Here’s a link that’s a source because it ignores the source coroutine and effectively generates strings of its own:

shell::link cat(const std::string& filename)
{
  return [filename](shell::in&, shell::out & yield) {
    std::string line;
    std::ifstream input(filename);
    while(std::getline(input, line)) {
      yield(line);
    }
  };
}

Conversely, here’s a link thats a sink because it ignores the out coroutine and drains all the values generated by its source.

shell::link echo()
{
  return [](shell::in & source, shell::out&) {
    for(; source; source()) {
      std::cout << source.get() << std::endl;
    }
  };
}

There’s a bunch of other link functions defined in shell.hpp that our program can use.

The only thing left to describe now is how these links are connected. That’s done by the basic_pipeline constructor which takes the link functions and wraps them inside coroutine instances. The wiring is done by simply binding the in& parameter of each new coroutine to the last coroutine constructed.

That’s about it, let’s step back and look at what we have at hand here.
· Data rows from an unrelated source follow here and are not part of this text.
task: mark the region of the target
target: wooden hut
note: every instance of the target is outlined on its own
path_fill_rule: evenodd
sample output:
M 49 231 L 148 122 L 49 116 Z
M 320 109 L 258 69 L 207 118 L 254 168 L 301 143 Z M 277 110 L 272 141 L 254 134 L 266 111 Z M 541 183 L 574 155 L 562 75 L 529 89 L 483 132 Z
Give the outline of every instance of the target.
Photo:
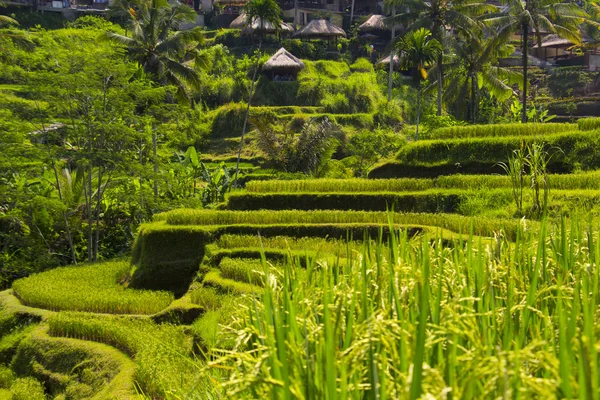
M 249 24 L 248 16 L 246 15 L 246 13 L 242 13 L 231 22 L 229 27 L 232 29 L 241 29 L 242 33 L 245 35 L 252 35 L 254 33 L 260 32 L 261 30 L 260 18 L 254 18 L 252 23 Z M 279 24 L 279 27 L 277 27 L 272 22 L 265 22 L 262 26 L 262 31 L 264 34 L 291 34 L 294 31 L 294 28 L 292 28 L 291 25 L 286 24 L 285 22 L 281 22 L 281 24 Z
M 274 81 L 295 81 L 304 63 L 283 47 L 263 65 L 263 71 Z
M 346 32 L 326 19 L 313 19 L 294 34 L 301 39 L 327 39 L 346 37 Z

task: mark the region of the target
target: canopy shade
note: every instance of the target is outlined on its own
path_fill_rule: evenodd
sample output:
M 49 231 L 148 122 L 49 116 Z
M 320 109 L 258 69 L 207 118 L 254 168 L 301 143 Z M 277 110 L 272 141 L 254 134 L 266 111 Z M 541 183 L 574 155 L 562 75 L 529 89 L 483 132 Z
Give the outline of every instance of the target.
M 542 47 L 542 48 L 548 48 L 548 47 L 563 48 L 563 47 L 571 47 L 574 45 L 575 45 L 575 43 L 571 42 L 568 39 L 563 39 L 558 35 L 548 35 L 542 40 L 541 46 L 538 46 L 536 44 L 535 46 L 533 46 L 533 48 L 534 49 L 539 49 L 540 47 Z
M 304 69 L 304 63 L 298 57 L 282 47 L 277 50 L 277 53 L 273 54 L 273 57 L 269 58 L 265 65 L 263 65 L 263 70 L 272 71 L 283 69 L 300 71 Z
M 384 57 L 381 60 L 377 61 L 376 64 L 380 65 L 390 65 L 390 56 Z M 400 57 L 394 54 L 394 67 L 398 67 L 400 65 Z
M 304 28 L 294 34 L 294 37 L 305 39 L 346 37 L 346 32 L 326 19 L 313 19 Z

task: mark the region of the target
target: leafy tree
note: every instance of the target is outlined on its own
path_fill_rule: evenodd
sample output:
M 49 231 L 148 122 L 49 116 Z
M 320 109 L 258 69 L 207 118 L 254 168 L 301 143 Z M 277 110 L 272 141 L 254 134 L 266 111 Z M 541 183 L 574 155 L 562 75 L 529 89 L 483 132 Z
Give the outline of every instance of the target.
M 473 36 L 478 35 L 481 27 L 476 17 L 496 9 L 479 0 L 389 0 L 389 4 L 407 11 L 388 17 L 388 24 L 403 25 L 409 32 L 426 28 L 438 43 L 444 42 L 447 28 L 467 32 Z M 436 64 L 437 115 L 442 115 L 443 52 L 437 55 Z
M 115 32 L 106 32 L 106 37 L 125 45 L 131 59 L 155 81 L 175 86 L 180 100 L 189 100 L 188 86 L 201 85 L 198 72 L 187 64 L 197 55 L 188 45 L 201 39 L 201 28 L 184 29 L 184 24 L 196 21 L 195 11 L 166 0 L 146 0 L 137 10 L 130 8 L 129 15 L 131 37 Z
M 576 3 L 561 0 L 506 0 L 506 8 L 499 13 L 490 14 L 485 21 L 494 32 L 495 43 L 506 43 L 515 32 L 521 33 L 521 51 L 523 53 L 523 98 L 521 122 L 527 122 L 527 70 L 529 56 L 529 35 L 542 43 L 542 30 L 557 34 L 563 38 L 581 42 L 579 25 L 587 16 Z
M 421 80 L 427 79 L 426 68 L 436 62 L 443 51 L 442 45 L 432 37 L 431 31 L 419 28 L 410 31 L 398 43 L 398 52 L 402 52 L 400 64 L 404 68 L 414 68 L 417 81 L 417 127 L 415 137 L 419 140 L 419 122 L 421 118 Z
M 476 123 L 480 90 L 485 88 L 499 101 L 506 101 L 513 94 L 511 85 L 521 82 L 521 74 L 496 65 L 498 57 L 512 54 L 512 46 L 500 45 L 481 36 L 463 39 L 455 43 L 455 56 L 447 65 L 446 96 L 454 96 L 461 105 L 468 98 L 467 115 L 472 123 Z

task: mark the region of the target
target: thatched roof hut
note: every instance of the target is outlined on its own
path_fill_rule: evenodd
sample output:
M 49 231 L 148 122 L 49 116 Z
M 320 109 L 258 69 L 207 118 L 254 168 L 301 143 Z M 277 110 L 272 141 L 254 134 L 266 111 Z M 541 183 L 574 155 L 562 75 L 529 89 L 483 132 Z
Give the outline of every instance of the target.
M 302 39 L 331 39 L 346 37 L 346 32 L 326 19 L 313 19 L 304 28 L 294 34 Z
M 231 21 L 231 24 L 229 24 L 229 27 L 231 29 L 244 29 L 246 27 L 246 25 L 248 25 L 246 13 L 241 13 L 240 15 L 238 15 L 238 17 L 236 19 Z
M 390 56 L 384 57 L 381 60 L 375 63 L 376 65 L 390 65 Z M 400 57 L 397 54 L 394 54 L 394 68 L 398 68 L 400 66 Z
M 229 27 L 232 29 L 241 29 L 242 33 L 245 35 L 252 35 L 255 32 L 259 32 L 261 30 L 260 27 L 260 18 L 254 18 L 251 24 L 248 24 L 248 16 L 246 13 L 240 14 L 236 19 L 234 19 Z M 263 33 L 292 33 L 294 28 L 291 25 L 286 24 L 285 22 L 281 22 L 279 28 L 271 22 L 265 22 L 262 27 Z
M 273 57 L 263 65 L 263 71 L 271 73 L 272 76 L 291 76 L 294 79 L 298 72 L 304 69 L 304 63 L 298 57 L 283 47 L 273 54 Z
M 369 19 L 360 24 L 358 30 L 361 33 L 389 30 L 390 28 L 385 25 L 383 18 L 383 15 L 373 14 Z
M 585 41 L 585 40 L 584 40 Z M 575 43 L 571 42 L 569 39 L 564 39 L 561 38 L 558 35 L 552 34 L 552 35 L 548 35 L 545 38 L 542 39 L 542 45 L 538 46 L 537 44 L 535 46 L 533 46 L 534 49 L 538 49 L 538 48 L 566 48 L 566 47 L 571 47 L 574 46 Z

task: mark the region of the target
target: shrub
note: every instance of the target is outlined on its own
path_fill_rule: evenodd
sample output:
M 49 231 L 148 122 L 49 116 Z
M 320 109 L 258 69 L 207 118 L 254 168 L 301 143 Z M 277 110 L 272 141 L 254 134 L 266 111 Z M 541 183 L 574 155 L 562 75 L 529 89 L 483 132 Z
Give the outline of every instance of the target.
M 219 263 L 221 276 L 238 282 L 264 286 L 264 267 L 262 260 L 252 258 L 224 257 Z
M 321 100 L 323 110 L 332 114 L 344 114 L 350 111 L 348 98 L 343 93 L 328 93 Z
M 292 181 L 254 181 L 246 185 L 250 193 L 281 192 L 397 192 L 426 190 L 434 187 L 433 180 L 426 179 L 306 179 Z
M 246 104 L 230 103 L 220 107 L 212 121 L 212 137 L 239 137 L 242 134 L 244 118 L 246 116 Z M 277 115 L 269 108 L 251 108 L 252 118 L 266 118 L 277 121 Z M 249 129 L 249 127 L 247 127 Z
M 406 104 L 398 100 L 380 101 L 375 107 L 373 124 L 381 128 L 390 128 L 395 131 L 402 129 Z
M 570 97 L 576 92 L 583 94 L 593 81 L 592 74 L 583 67 L 553 68 L 546 82 L 552 97 Z
M 371 64 L 371 61 L 367 60 L 366 58 L 357 58 L 356 61 L 354 61 L 354 64 L 350 65 L 350 71 L 352 72 L 374 72 L 375 70 L 373 69 L 373 64 Z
Flexibilty and Composability

The basic_pipeline abstraction gives us the ability to define links as simple functions that do one simple thing and the ability to chain them together flexibly to get interesting things done. Consider, for example, what it takes to extend the program we wrote above to look for the events we’re interested in, in not just one file, but for all files in a directory that match a certain filename pattern. Furthermore, we want to hold onto the results of the computation (and not just print them on the console). Here’s the modified version, in its entirety:

int main()
{
  std::set<std::string> lines;
  shell({
    ls("/tmp"),
    grep("*.log"),
    cat(),
    substr(" 403 "),
    cut(" ", 1),
    uniq(lines)
  });
  std::cout<<lines.size()<<std::endl;
}

All we’ve done is modify the pipeline above to use a different source (the directory listing link ls,) add a filtering link that picks the filenames we’re interested in, replaced the cat link with an overload that acts as a filter (instead of a source) and finally used a version of uniq that populates a collection we hand it.

The Cost

This flexibility and composability comes at the cost of numerous switches between coroutine contexts that make up the pipeline. For a pipeline with l links through which w units of work flow, we go through w x l context switches. The performance numbers given by Boost.Coroutine suggest that each of these switches would cost roughly 100 CPU cycles. As long as the computation performed inside the link functions dominates this plumbing overhead, we’re good, and for non trivial applications that is usually the case. Having said that, I’d like to advise you against taking performance assurances from strangers. The only thing you can trust is a decent profiler.

One more thing

Finally, I’m sure you have noticed, but the pipeline is not restricted to strings. It can be used in any application where we need a work-unit to flow through a chain of workers that sequentially resolve it to its completion. It can also be used in places where it is not a good fit, for example, consider this monstrosity that solves the FizzBuzz problem

#include <iostream>
#include <coro/pipeline.hpp>

int main()
{
  typedef basic_pipeline<int> fizzbuzz;

  auto one2hundred = [](fizzbuzz::in&, fizzbuzz::out & yield) {
    for(int i = 1; i <= 100; i++) {
      yield(i);
    }
  };

  auto fizz = [](fizzbuzz::in & source, fizzbuzz::out & yield) {
    for(; source; source()) {
      int i = source.get();
      if(i % 3 == 0) {
        std::cout << "fizz";
        if(i % 5 != 0) {
          std::cout << std::endl;
          continue;
        }
      }
      yield(i);
    }
  };

  auto buzz = [](fizzbuzz::in & source, fizzbuzz::out & yield) {
    for(; source; source()) {
      int i = source.get();
      if(i % 5 == 0) {
        std::cout << "buzz" << std::endl;
      } else {
        yield(i);
      }
    }
  };

  auto rest = [](fizzbuzz::in & source, fizzbuzz::out&) {
    for(; source; source()) {
      std::cout << source.get() << std::endl;
    }
  };

  fizzbuzz({one2hundred, fizz, buzz, rest});
}

This page was, in part, inspired by an interesting presentation by a certain David Beazley on the practical uses of coroutines in Python. If you haven’t seen that already, go through it, it is great.